Het feitelijk akkoord moet niet aan de administratie worden voorgelegd, maar het bestaan van het akkoord moet wel worden bewezen. Daarom blijft het aangeraden om toch voor een schriftelijk document te opteren. De gevolgen indien het bestaan van het akkoord niet kan worden bewezen, zijn immers niet min:

  • De afnemer mag de betaalde btw niet aftrekken;
  • De leverancier wordt geacht de facturatieverplichtingen niet te hebben nageleefd en boetes dringen zich op.

# 3. Aanvaardingsprocedure bij self-billing

Vroeger was de aanvaardingsprocedure heel ingewikkeld. De aanvaarding diende expliciet te zijn, waardoor de leverancier of dienstverrichter de factuur steeds moest ondertekenen en terugsturen. Dat was heel omslachtig en daarom werd self-billing zelden toegepast.

Sinds 2013 is de aanvaardingsprocedure echter veel soepeler geworden en kunnen de partijen daar zelf invulling aan geven. Impliciete aanvaarding ten gevolge van het niet-reageren binnen een afgesproken termijn, is mogelijk. Het is dan wel belangrijk dat daarover afspraken zijn gemaakt. Ook hier staat een en ander best op papier.

Indien de partijen impliciete aanvaarding overeenkomen, heeft de leverancier of dienstverrichter wel nog steeds het recht om de inhoud van de factuur te betwisten. Dan is de afnemer verplicht om een verbeterend stuk op te maken.
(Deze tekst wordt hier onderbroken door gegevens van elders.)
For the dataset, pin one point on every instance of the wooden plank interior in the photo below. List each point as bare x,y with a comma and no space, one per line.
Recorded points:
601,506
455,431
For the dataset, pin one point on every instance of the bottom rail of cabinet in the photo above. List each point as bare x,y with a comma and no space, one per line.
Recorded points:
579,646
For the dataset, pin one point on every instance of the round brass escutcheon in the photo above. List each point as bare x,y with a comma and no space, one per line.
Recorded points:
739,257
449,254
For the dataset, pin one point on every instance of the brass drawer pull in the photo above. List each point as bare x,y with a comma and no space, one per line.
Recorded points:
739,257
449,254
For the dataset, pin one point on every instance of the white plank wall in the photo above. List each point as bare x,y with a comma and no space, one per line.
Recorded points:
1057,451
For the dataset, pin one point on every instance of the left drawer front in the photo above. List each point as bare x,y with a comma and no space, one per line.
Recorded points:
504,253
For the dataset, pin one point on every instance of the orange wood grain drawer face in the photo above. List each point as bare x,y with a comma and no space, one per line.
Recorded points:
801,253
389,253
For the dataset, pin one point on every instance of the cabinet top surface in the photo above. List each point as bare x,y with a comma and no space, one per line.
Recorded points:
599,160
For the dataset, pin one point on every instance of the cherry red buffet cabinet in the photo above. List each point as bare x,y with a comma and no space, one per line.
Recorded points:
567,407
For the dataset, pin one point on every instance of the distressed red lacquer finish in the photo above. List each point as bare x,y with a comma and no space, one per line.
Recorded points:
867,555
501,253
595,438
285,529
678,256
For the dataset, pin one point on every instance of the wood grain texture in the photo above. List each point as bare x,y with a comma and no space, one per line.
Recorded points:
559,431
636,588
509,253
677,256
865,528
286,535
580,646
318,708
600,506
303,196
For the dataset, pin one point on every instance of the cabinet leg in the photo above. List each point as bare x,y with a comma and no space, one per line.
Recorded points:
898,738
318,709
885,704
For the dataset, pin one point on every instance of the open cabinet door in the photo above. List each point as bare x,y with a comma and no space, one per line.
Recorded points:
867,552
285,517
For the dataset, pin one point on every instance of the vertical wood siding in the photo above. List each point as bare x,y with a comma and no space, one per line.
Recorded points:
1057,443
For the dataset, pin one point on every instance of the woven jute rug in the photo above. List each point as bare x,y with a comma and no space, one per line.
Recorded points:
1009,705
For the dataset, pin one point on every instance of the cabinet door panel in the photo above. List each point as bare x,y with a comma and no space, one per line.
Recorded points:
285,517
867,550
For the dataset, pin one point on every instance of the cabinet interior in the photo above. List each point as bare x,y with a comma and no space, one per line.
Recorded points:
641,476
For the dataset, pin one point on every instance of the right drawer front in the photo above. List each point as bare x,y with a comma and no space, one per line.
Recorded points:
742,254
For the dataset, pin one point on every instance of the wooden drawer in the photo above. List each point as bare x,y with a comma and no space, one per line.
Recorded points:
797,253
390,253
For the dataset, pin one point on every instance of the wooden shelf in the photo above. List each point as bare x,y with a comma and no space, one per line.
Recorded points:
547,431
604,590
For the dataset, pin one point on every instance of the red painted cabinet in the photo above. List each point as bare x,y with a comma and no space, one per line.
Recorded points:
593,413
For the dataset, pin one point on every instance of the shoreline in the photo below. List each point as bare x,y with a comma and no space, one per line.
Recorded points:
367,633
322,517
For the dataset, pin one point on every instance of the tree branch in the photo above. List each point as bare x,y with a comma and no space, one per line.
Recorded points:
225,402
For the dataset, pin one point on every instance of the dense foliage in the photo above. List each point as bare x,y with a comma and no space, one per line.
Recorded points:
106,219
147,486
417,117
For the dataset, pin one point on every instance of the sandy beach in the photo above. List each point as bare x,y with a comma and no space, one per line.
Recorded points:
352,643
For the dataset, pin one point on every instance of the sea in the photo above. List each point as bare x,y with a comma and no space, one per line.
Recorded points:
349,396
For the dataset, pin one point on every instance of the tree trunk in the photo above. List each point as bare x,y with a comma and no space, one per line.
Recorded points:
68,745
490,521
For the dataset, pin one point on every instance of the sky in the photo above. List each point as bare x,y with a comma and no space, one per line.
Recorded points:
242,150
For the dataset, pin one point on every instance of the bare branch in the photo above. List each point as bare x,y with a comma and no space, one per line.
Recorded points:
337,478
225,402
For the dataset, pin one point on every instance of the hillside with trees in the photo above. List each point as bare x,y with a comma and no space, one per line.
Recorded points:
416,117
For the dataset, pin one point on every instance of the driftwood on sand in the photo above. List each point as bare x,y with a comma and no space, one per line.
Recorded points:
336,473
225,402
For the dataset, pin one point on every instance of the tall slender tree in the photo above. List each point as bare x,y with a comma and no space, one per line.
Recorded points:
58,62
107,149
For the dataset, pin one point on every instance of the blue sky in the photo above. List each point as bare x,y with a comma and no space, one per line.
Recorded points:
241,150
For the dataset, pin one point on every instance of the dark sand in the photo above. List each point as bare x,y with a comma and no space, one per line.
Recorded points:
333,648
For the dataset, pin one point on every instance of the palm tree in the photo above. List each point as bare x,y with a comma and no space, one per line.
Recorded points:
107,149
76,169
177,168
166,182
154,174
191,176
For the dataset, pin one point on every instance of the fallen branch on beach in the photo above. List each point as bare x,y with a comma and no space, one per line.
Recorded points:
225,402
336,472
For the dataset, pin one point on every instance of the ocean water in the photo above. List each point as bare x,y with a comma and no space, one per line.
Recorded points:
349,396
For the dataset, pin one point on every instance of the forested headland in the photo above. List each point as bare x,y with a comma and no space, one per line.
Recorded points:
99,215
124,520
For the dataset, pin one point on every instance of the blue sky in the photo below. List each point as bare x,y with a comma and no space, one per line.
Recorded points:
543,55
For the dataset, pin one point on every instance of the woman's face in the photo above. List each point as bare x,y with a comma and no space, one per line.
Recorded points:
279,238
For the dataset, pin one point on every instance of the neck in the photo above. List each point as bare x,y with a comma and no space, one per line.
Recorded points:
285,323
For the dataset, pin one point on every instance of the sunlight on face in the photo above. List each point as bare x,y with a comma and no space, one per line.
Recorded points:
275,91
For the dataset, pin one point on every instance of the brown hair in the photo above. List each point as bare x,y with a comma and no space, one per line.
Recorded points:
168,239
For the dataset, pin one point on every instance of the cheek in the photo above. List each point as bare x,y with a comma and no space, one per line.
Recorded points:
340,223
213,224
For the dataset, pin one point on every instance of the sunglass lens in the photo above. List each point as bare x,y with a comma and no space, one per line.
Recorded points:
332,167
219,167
# 4. Opschrift en vermeldingen self-billing

Ook bij self-billing gelden er een aantal vormvoorwaarden ten aanzien van de factuur. Zij verschillen niet ten opzichte van de verplichte vermeldingen die op elke factuur moeten staan. Enkel moet het wel duidelijk zijn dat het gaat om een door de afnemer opgestelde factuur. Daarom moet de factuur verplicht het opschrift “factuur uitgereikt door afnemer” vermelden.

De afnemer zal een eigen boek gebruiken en de opgestelde self-bills een uniek opeenvolgend nummer toekennen. Als leverancier of dienstverrichter moet je de ontvangen self-bills als verkoopfacturen opnemen. Eigenlijk heb je hierbij twee keuzes: je kan ze in het gewone verkoopdagboek opnemen en ze zelf een opeenvolgend nummer toekennen of je kan een speciaal subdagboek gebruiken waarbij je de door de afnemer gehanteerde nummering respecteert.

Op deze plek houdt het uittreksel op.